JAKARTA – Pemanggilan kembali karyawan PT Chevron Pacific Indonesia, Bachtiar Abdul Fatah sebagai tersangka dalam kasus bioremediasi oleh Kejaksaan Agung, dinilai sama dengan menelikung putusan pengadilan.

Bachtiar sendiri sebelumnya sempat ditahan Kejaksaan Agung selama 63 hari bersama tiga tersangka lainnya yang juga karyawan Chevron, dalam kasus dugaan korupsi proyek biremediasi (pemulihan tanah tercemar limbah minyak).

Namun Bachtiar kemudian dinyatakan tidak bersalah dan dibebaskan dari tahanan Kejaksaan Agung, berdasarkan Putusan Praperadilan pada Pengadilan Negeri Jakarta Selatan, Nomor: 38/Pid.Prap/2012/PN.Jkt-Sel, tanggal 27 Nopember 2012.

Putusan Majelis Hakim Praperadilan yang dipimpin Hakim Suko Harsono menyebutkan, Bachtiar dibebaskan dan penetapannya sebagai tersangka dianggap tidak sah. Terhadap putusan ini, Kejaksaan Agung sempat menyatakan banding, tetapi ditolak oleh Pengadilan Negeri Jakarta Selatan, karena tidak ada dasar hukumnya.
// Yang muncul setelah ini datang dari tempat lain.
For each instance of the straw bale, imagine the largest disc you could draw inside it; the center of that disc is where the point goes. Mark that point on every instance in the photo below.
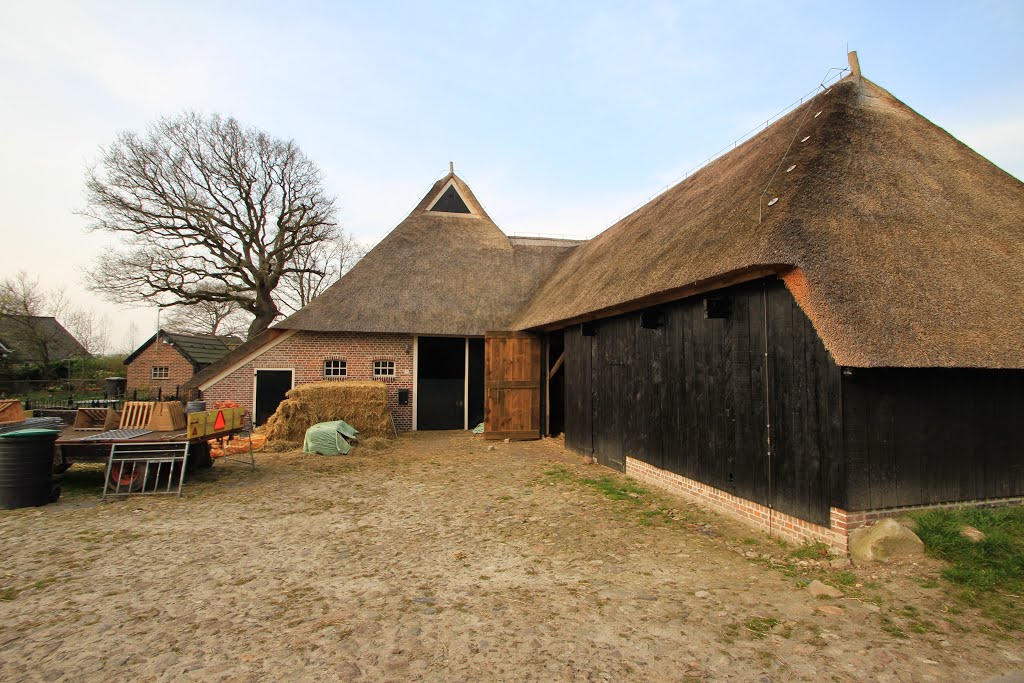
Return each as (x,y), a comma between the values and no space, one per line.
(363,404)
Sayangnya, pada Jumat, 18 Januari  2013, Bachtiar dipanggil lagi oleh Direktur Penyidikan Jaksa Agung Muda Tindak Pidana Khusus Kejaksaan Agung, M. Adi Toegarisman. Surat Penggilan Tersangka Nomor: SPT – 151/F.2/FD.1/01/2013, tanggal 16 Januari 2013 itu menyebutkan, pemanggilan kembali Bachtiar dalam rangka penyerahan tersangka dan barang bukti ke tahap penuntutan.

Demi membaca surat pemanggilan kembali itu, Kuasa Hukum Bachtiar, Maqdir Ismail dan Leonard Arpan Aritonang, menyampaikan keberatan. Mereka menilai pemanggilan dan penetapan kembali Bachtiar sebagai tersangka tidak sah, karena berdasarkan Putusan Praperadilan Bachtiar sudah dianggap tidak kaitan dengan perkara bioremediasi.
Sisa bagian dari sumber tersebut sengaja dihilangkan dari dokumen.